Указанный господин решительно отвергал эти домыслы, уверял, что ничего не видел, поскольку был немного занят. Он и Крауземан отстреливались от наседающих русских, сначала из автоматов, потом выхватили пистолеты с ограниченным запасом обойм.

Ему предложено было напрячь память, хорошенько подумать, взглянуть на утренние события несколько иначе. Тогда в голове обязательно прояснится.

Хоффель вспомнил, как они оборонялись в районе столовой, даже убили какого-то шустрого русского. Ланке и чета Кунце убежали вперед. Муж метался, переворачивал стулья. Жена истошно верещала, умоляла Ланке вытащить ее из этого дерьма. Ланке кричал, чтобы они шли дальше, через буфетную в гостиную и кабинет. Он задержит русских. Тогда они еще не знали, что там тупик. Супруги побежали дальше, а Ланке, видимо, спрятался в шкаф. Когда Крауземан и Хоффель перебежали в соседний зал, там уже никого не было. Фрау Генриетта голосила где-то дальше.

Это могло быть правдой, но эсэсовец, описывая события, вел себя развязно, хамил, откровенно злорадствовали. Ткачук не сдержался и двинул Хоффелю в ухо. Тот загремел с табурета, но продолжал смеяться. Ткачук начал избивать его ногами. Гаврилович недовольно прикрикнул на него. Он прекратил экзекуцию, схватил арестанта за шиворот, усадил на табурет.

Хоффель сам напрашивался на неприятности, скалился, ерничал. Следы побоев у него уже заживали. Теперь поверх них гармонично укладывались новые. По существу Хоффель не сказал ни слова.

Автоматчики утащили избитого эсэсовца в камеру. Гаврилович морщился. Капитан Ткачук перекурил, успокоился.

Крауземан тоже не блистал красноречием. Он ждал конца, но такого удовольствия не получил. Умерщвлять арестованных Гаврилович пока не собирался. Настойчиво звучали вопросы.

– Я ничего не видел, – произнес оберштурмфюрер.

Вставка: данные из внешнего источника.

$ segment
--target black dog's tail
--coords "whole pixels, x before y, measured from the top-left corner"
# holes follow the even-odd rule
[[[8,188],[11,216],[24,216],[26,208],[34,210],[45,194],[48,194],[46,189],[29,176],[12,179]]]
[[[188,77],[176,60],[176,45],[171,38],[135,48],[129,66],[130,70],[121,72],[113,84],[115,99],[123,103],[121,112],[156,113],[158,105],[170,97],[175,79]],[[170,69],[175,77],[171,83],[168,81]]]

Это были его единственные слова.

С силой воли у вышколенного члена черного ордена дела обстояли неплохо. Он стоически терпел побои, дважды падал с табурета.

Капитан Кустовой и Пашка Куделин хмуро молчали, не принимали участия в экзекуции.

Майор Гаврилович мрачно взглянул на арестанта и приказал прекратить этот маразм, отвести его в камеру.